Looking back at the Polt collection, the earlier Gromina (right) is also flat and fetching, but I gave it a D for typing feel. Not a pleasant typer.
The same holds true for the French Rooy, which inarguably fits the description "laptop" if we just go by its astonishing flatness and built-in sliding case. You don't buy a Rooy for typing, you buy it for the novelty and coolness factor.
A decent alternative might be one of the Hermes small portables (Baby, Featherweight, Rocket, Empire Aristocrat, etc.). Compact though not as as thin, it will not win a beauty contest against the Kolibri, but it does have a slight advantage in terms of touch. It also weighs less. Unfortunately, my long and thin fingers type clumsily on a Hermes Baby.

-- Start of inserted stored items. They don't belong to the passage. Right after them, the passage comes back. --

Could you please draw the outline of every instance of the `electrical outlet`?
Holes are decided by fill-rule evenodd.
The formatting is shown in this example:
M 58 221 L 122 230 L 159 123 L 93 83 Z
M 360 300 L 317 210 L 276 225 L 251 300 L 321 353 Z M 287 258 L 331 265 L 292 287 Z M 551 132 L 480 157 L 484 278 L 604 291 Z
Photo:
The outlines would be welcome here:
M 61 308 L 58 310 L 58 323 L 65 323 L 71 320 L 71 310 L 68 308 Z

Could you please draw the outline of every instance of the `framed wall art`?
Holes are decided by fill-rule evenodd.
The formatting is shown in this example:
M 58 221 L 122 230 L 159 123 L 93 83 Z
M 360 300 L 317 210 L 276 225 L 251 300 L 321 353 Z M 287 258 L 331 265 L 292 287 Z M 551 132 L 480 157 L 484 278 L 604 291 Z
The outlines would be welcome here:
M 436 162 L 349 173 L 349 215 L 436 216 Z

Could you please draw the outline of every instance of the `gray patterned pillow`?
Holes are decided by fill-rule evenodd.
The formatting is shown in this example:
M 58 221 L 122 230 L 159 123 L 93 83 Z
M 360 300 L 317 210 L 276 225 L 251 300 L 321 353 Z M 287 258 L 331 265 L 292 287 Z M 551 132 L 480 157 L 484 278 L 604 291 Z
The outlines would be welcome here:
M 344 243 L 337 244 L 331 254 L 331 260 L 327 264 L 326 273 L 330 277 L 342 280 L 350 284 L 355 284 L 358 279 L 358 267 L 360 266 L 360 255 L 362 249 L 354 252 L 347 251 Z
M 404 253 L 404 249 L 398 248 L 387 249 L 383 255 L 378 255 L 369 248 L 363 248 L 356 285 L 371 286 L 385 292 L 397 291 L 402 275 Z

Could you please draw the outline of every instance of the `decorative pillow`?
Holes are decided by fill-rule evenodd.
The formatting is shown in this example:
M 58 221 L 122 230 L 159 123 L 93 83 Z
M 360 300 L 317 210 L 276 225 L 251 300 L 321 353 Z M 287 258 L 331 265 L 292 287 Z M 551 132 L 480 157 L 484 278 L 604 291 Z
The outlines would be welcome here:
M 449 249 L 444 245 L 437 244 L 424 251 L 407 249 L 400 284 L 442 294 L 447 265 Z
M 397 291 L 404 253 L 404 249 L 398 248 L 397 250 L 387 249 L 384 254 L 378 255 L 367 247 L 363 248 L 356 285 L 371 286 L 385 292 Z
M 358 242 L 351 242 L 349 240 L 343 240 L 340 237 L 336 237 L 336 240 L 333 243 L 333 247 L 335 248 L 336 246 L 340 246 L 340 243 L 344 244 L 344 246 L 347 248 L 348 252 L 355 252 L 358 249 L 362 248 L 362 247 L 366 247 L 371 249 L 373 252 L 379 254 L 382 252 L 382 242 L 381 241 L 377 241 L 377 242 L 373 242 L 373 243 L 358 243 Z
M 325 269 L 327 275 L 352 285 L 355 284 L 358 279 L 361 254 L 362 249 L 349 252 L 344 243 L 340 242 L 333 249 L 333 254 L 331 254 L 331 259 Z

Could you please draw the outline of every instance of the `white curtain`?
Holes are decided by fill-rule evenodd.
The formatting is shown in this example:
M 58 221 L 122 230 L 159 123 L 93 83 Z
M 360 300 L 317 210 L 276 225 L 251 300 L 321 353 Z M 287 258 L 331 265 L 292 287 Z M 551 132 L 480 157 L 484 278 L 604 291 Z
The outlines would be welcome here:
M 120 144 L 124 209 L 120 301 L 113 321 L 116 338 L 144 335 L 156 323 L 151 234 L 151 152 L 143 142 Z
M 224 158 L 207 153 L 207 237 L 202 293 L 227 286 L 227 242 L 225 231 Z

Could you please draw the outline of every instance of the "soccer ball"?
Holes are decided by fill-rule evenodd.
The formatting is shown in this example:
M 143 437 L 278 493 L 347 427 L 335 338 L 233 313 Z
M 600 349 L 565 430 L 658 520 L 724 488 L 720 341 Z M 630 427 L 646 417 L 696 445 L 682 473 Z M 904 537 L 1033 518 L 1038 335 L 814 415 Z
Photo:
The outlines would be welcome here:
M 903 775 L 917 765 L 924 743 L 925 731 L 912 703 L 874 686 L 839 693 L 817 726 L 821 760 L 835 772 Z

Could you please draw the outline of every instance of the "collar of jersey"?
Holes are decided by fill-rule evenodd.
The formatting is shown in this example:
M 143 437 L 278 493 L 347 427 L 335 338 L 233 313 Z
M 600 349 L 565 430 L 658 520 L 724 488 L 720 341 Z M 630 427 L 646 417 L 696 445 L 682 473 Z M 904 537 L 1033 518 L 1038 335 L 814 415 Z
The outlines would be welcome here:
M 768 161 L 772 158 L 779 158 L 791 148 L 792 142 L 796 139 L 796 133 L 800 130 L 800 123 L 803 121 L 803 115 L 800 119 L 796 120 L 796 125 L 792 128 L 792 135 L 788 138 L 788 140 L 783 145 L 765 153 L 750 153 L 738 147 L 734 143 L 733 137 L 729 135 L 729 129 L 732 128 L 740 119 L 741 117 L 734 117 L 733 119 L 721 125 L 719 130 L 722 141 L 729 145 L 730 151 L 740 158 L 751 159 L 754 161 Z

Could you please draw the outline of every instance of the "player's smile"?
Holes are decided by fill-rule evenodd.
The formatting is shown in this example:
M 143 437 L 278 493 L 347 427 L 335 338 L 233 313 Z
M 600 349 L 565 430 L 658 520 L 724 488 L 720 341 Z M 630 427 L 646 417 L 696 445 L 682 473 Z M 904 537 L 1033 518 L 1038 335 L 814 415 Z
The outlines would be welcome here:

Two popular alternatives in the U.S. are the Olympia Socialite (Splendid) and the Smith-Corona Skyriter. Typical of Olympia, the former looks neat and types pleasantly, although I have an issue about the tinny noise it makes because of its metal base. I've never typed on a Skyriter but I would guess that it has the signature Smith-Corona springiness. Since it also has a metal base, I wonder if it types noisily as well. I know Bill M. owns several of these so perhaps he can fill me in. My one quibble with the Skyriter is that it comes in fifty shades of dull grey.
Image: Machines of Loving Grace
Of late, the Princess 200 (Scheidegger Princess-Matic, Maritsa 11, etc.) is one machine that has caught my eye. It looks great, has gotten good press in terms of typing action, and is easier on the pocket than the Kolibri, that is, if you are lucky enough to find one. Some have mentioned that it is a loud typer, but we know that a good platen could address that. The catch: it weighs 13 lbs (6 kg)! I usually travel light so I'm not sure I'd welcome excess baggage, even if she's a princess.